Let’s import pysubs2

This tutorial will show you how to use most of what pysubs2 library has to offer. If you are familiar with Python and Aegisub, you will hopefully find the API quite intuitive.

If you want to follow along in your REPL, make sure to have Python 3 and pysubs2 installed.

Let’s settle on a simple subtitle file first.

>>> SIMPLE_FILE = """\
... 1
... 00:00:00,000 --> 00:01:00,000
... Once upon a time,
...
... 2
... 00:01:00,000 --> 00:02:00,000
... there was a SubRip file
... with two subtitles.
... """
>>> with open("subtitles.srt", "w") as fp:
...      fp.write(SIMPLE_FILE)

Now that we have a real file on the harddrive, let’s import pysubs2 and load it.

>>> import pysubs2
>>> subs = pysubs2.load("subtitles.srt")
>>> subs
<SSAFile with 2 events and 1 styles, last timestamp 0:02:00>

Tip

pysubs2 is written with Python 3 in mind, meaning that it speaks Unicode. By default, it uses UTF-8 when reading and writing files. Use the encoding keyword argument in case you need something else.

Now we have a subtitle file, the pysubs2.SSAFile object. It has two “events”, ie. subtitles. You can treat subs as a list:

>>> subs[0].text
"Once upon a time,"
>>> for line in subs:
...     print(line.text)
"Once upon a time,"
"there was a SubRip file\\Nwith two subtitles."

Individual subtitles are pysubs2.SSAEvent objects and have the attributes you’d expect, like start, end and text. Notice that the second subtitle text doesn’t contain a newline, but literal “backlash N”, which is how SubStation represents newlines. There could also be override tags like {\i1} for italics.

Tip

If you don’t entertain SubStation, there is also a pysubs2.SSAEvent.plaintext property which hides override tags and translates newlines for you. Be warned, however, that writing to this property throws away any override tags.

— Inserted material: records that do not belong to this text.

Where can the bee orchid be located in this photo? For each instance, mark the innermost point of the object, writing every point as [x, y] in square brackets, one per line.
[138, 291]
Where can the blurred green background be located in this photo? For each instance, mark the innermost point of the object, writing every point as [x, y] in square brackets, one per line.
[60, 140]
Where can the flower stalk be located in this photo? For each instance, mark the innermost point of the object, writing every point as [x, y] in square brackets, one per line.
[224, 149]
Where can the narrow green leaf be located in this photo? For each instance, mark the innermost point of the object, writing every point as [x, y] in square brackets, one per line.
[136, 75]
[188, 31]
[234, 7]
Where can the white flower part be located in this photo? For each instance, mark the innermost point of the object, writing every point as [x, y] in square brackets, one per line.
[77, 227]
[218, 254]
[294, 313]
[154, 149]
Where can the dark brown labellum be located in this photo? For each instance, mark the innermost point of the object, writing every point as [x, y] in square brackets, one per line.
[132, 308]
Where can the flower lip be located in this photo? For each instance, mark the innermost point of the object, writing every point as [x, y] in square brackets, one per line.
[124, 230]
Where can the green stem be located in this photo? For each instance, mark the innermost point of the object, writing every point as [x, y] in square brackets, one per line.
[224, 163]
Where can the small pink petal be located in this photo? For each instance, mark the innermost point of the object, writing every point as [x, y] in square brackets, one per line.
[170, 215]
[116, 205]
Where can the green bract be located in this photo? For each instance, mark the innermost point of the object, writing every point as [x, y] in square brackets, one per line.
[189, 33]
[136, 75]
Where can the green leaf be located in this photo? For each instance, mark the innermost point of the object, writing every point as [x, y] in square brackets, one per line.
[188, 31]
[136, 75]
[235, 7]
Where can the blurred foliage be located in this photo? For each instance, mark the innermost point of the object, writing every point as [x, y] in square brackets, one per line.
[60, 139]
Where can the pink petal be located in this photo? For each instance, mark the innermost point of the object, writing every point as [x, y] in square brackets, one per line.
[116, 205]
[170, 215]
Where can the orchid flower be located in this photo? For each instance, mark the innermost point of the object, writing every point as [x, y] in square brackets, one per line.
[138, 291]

Let’s have a look at the timestamps.

>>> subs[1].start
60000

That is 60,000 milliseconds, or one minute. pysubs2 uses plain int milliseconds for time. Since you probably don’t want to convert all times to milliseconds by hand, there is a handy function called pysubs2.make_time(). You can use this function to give times in minutes and seconds, but also in frames.

>>> subs[1].start == pysubs2.make_time(s=2)
True
>>> subs[1].start == pysubs2.make_time(frame=50, fps=25)
True

Tip

pysubs2.SSAEvent objects define ordering with respect to time, meaning you can sort them chronologically. There is pysubs2.SSAFile.sort() method for this purpose.

Let’s write a function to retime a subtitle file by adding a constant to all timestamps!

>>> def shift(subs, ms):
...     for line in subs:
...         line.start += ms
...         line.end += ms
shift(subs, 500)

Well, it turns out the library can already do this with pysubs2.SSAFile.shift(), which takes the same arguments as pysubs2.make_time(). Let’s shift the subtitles back.

>>> subs.shift(s=-0.5)

Note

You can have negative timestamps in your subs. They are assumed to be zero for purposes of export.

As you’ve seen already with the newlines, pysubs2 works with SubStation, meaning our SRT file actually has a “Default” style associated with its subtitles.

>>> subs.styles["Default"]
<SSAStyle 20.0px 'Arial'>

Let’s add one more style, with italics, and let the second subtitle have it.

>>> my_style = subs.styles["Default"].copy()
>>> my_style.italic = True
>>> subs.styles["MyStyle"] = my_style
>>> subs[1].style = "MyStyle"

Notice that the subtitle object (pysubs2.SSAEvent) and the style object (pysubs2.SSAStyle) aren’t really connected. Instead, styles are referred to by their name in the pysubs2.SSAFile.styles dictionary.

Tip

This means that renaming a style is a little difficult, because you also have to fix all references to the old name. The pysubs2.SSAFile.rename_style() method does what’s needed behind the scenes.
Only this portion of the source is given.